Who Owns Your Drinking Water?
|October 1, 2005||Posted by Staff under Progress Report, The Progress Report|
Who Owns Your Drinking Water?
K’iché Successfully Protest Water, Public Service Privatization Laws
Natural resource values should benefit all persons, not just a tiny handful.
Here is an interesting report from Cultural Survival’s Weekly Indigenous News.
Protesters mobilize against privatization of natural resources
by Rachel Ballester
More than 15,000 protestors assembled along the Inter-American Highway in Totonicapán on September 6, demanding that the controversial Water and Concessions laws be permanently retired from parliamentary discussion.
Following the massive protests by members of the indigenous group Kiché, the Guatemalan Congress decided to suspend discussion of the laws.
“The majority of natural resources are in indigenous territories. We are asking that the government consult indigenous leaders about laws that affect our territory,” Juan Gabriel Ixcampanj Nolasco, Executive Director of the Pluricultural Center for Democracy, a non-governmental organization that works for the revitalization of Mayan culture and advocates for indigenous rights, said in a phone interview.
The Water Law accounts for the privatization of all potable water sources in Guatemala, which were previously unregulated, and the Concessions Law allows the privatization of public services, with the exception of education and health services.
National officials have touted the benefits of the Water Law, claiming that it will ensure access to water for all Guatemalans and that all companies involved in the privatization will be forced to pay high taxes.
The Guatemalan Environmental and Natural Resources Commission began designing both laws in preparation for the Fair Trade Agreement of the Americas Act (FTAA), which is still being negotiated by the United States and most Latin American countries, including Guatemala.
In early August, indigenous residents of Totonicapán and seven other municipalities submitted two proclamations to the Guatemalan Congress calling for the total rejection of both laws.
In the document concerning the Water Law, they describe that the law would restrict their right to use, enjoyment, and conservation of their means of self-sustenance; conflict with their traditional forms of organization and violate their patrimonial rights; violate their autonomy and right to self-determination; be inhumane; and, citing Ordinance 169 of the International Labor Organization, interfere with their right to natural resources existing on their lands.

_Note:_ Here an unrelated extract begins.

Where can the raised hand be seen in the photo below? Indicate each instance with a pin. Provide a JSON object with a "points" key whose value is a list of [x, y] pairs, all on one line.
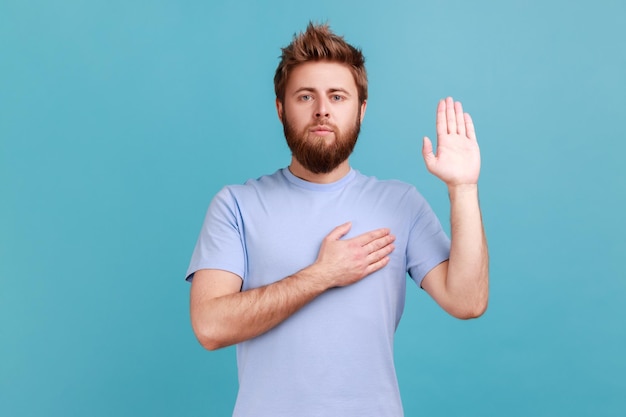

Ixcampanj compared the Water Law to the Mining Law of 1997, which allowed for the exploitation of natural resources in indigenous territory. He stressed the importance of the government not committing the same errors again.
The Kiché held a protest in early September to demand a response to their proposals. Because they received no answer from the government, they staged a massive protest on September 6, blocking access to the Governmental Department of Totonicapán and to the Inter-American Highway.
According to Prensa Libre, an independent Guatemalan newspaper, the protest was organized by the mayors from surrounding communities. The newspaper also reported that community radios were broadcasting information about the development of the protest, in the Kiché language.
The protest continued late into the day until the governor, Juan Armando Chun Chanchavec, agreed to communicate with Congress.
Following the protest, the President of the Commission, Lucrecia Marroquín, decided to suspend further discussion of the laws. According to La Hora, she signaled that the Commission would need to seek consensus on the agreement before passing it, stating, “It will be [everybody] who decides whether the law passes or not … precisely because we have seen the serious problem of Totonicapán, we have decided to suspend the proceedings.”